Post-COVID und Long-COVID

Für die Behandlung von Patienten mit Post-COVID bzw. Long-COVID ist im August 2021 eine erste Leitlinie erschienen. Unter Downloads können Sie sie herunterladen.

COVID-19 als Berufskrankheit

Im Verdachtsfall auf eine Berufskrankheit muss der behandelnde Arzt und/oder Arbeitgeber eine Berufskrankheits-Anzeige (BK-Nr. 3101) erstatten. Dafür brauchen Sie

  • ein positives Testergebnis
  • entsprechende Krankheitsanzeichen
  • einen vermuteten Infektionsweg über die berufliche Tätigkeit (direkter Kontakt mit einer Person hatte, die wahrscheinlich oder bestätigt mit COVID-19 infiziert war)

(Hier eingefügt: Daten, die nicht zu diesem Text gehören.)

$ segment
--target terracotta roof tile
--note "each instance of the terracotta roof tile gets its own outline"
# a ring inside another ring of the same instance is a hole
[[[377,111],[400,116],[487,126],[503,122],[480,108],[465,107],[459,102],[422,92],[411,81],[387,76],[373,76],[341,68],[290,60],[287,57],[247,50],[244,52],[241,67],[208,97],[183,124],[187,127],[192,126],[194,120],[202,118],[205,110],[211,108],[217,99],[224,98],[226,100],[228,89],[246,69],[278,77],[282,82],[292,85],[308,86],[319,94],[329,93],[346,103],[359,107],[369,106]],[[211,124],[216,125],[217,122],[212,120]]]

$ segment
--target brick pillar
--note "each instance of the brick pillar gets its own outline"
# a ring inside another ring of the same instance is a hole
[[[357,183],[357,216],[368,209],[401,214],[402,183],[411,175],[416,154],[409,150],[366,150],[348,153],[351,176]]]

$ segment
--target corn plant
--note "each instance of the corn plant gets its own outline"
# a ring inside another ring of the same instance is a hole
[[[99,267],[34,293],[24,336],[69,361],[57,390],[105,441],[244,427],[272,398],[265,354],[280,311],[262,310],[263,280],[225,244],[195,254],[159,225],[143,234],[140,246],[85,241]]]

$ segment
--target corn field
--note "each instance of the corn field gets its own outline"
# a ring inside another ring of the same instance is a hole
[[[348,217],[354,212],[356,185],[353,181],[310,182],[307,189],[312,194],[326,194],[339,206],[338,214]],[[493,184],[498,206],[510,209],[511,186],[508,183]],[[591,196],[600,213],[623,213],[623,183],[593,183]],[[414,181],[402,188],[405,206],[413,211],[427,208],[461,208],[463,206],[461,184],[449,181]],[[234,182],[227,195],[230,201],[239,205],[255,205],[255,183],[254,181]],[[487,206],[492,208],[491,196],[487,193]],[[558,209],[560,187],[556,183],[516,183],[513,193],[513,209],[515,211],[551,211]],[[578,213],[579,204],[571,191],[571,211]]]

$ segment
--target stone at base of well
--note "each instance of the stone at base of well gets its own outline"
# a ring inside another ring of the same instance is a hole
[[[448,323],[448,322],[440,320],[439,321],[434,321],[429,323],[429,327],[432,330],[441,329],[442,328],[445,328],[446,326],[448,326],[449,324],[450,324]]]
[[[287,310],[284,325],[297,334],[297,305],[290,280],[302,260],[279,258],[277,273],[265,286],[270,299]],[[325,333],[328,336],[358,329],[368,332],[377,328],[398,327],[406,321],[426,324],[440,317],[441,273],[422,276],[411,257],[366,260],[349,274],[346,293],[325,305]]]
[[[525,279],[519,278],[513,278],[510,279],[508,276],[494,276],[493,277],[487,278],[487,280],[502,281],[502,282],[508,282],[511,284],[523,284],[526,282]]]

Als direkter Kontakt wird z. B. eine körperliche Untersuchung oder Kontakt mit Atemwegssekret oder anderen Körperflüssigkeiten gewertet.

Treten nach einem direkten Kontakt Krankheitssymptome auf, übernimmt die Berufsgenossenschaft für Gesundheitsdienst und Wohlfahrtspflege (BGW) die Kosten für einen PCR-Test, weil dieser zur Feststellung einer Berufskrankheit notwendig ist. Eine Überweisung an einen D-Arzt ist nicht nötig. Nutzen Sie für die Berufskrankheits-Anzeige die PDF-Formulare der BGW.

Für Tests, die zu Schutzzwecken ohne Krankheitssymptome durchgeführt werden, werden keine Kosten übernommen.

Untersuchung auf Mutationen (Virusvarianten)

Eine Untersuchung auf eine Virusvariante kann mit dem „normalen“ PCR-Test beim Labor beauftragt werden oder im Nachgang, wenn ein positives Ergebnis vorliegt.

Indikatoren für eine Virusvariante können sein:

  • besondere Reaktionsmuster in der Laboranalyse
  • die Person hatte Kontakt zu einem Fall mit einer Virusvariante
  • Fälle nach Impfung
  • unerwartete Krankheitsschwere oder unerwarteter klinischer Verlauf
  • vorheriger Aufenthalt in Ländern, in denen neue Virusvarianten auftreten

Medikamente / Monoklonale Antikörper

Monoklonale Antikörper

Monoklonale Antikörper gegen das Spike-Protein können in der frühen Krankheitsphase die SARS-CoV-2-Viruslast bei leichter bis moderater COVID-19-Erkrankung senken. Sie sind damit eine der Optionen antiviraler Therapie von COVID-19.

Therapie-Voraussetzungen:

  • Diagnose einer leichten bis moderaten COVID-19-Erkrankung
  • frühe Phase der Erkrankung (ideal: maximal 10 Tagen nach Symptombeginn)
  • mindestens zwölf Jahre alt, Gewicht von mindestens 40 kg
  • Risiko für einen schweren Krankheitsverlauf

Die antikörperhaltigen Arzneimittel sind in Europa bislang nicht arzneimittelrechtlich zugelassen. Einige (u. a. Bamlanivimab/Etesevimab und Casirivimab/Imdevimab) verfügen in den USA über eine Notfallzulassung. Die Anwendung und Vergütung dieser nicht zugelassenen Arzneimittel wird durch die Monoklonale- Antikörper-Verordnung des Bundesministeriums für Gesundheit (BMG) vom 21. April 2021 geregelt. Weitere Informationen im Bereich Downloads.

 

Antivirale Medikamente

Das oral anwendbare antivirale Medikament Molnupiravir zur Behandlung von COVID-19-Risikopatienten kann seit Jahresbeginn 2022 verordnet werden. Damit steht neben den monoklonalen Antikörpern ein weiteres Arzneimittel zur Verfügung, das schwere Krankheits- und Todesfälle bei Risikopatienten verhindern kann.

Molnupiravir der Firma Merck Sharp & Dohme mit dem Handelsnamen Lagevrio® soll zur Behandlung von nicht hospitalisierten Patienten mit COVID-19 ohne zusätzlichen Sauerstoffbedarf und erhöhtem Risiko für einen schweren Krankheitsverlauf eingesetzt werden. Die Einnahme von Molnupiravir sollte innerhalb von fünf Tagen nach Einsetzen von COVID-19 Symptomen beginnen.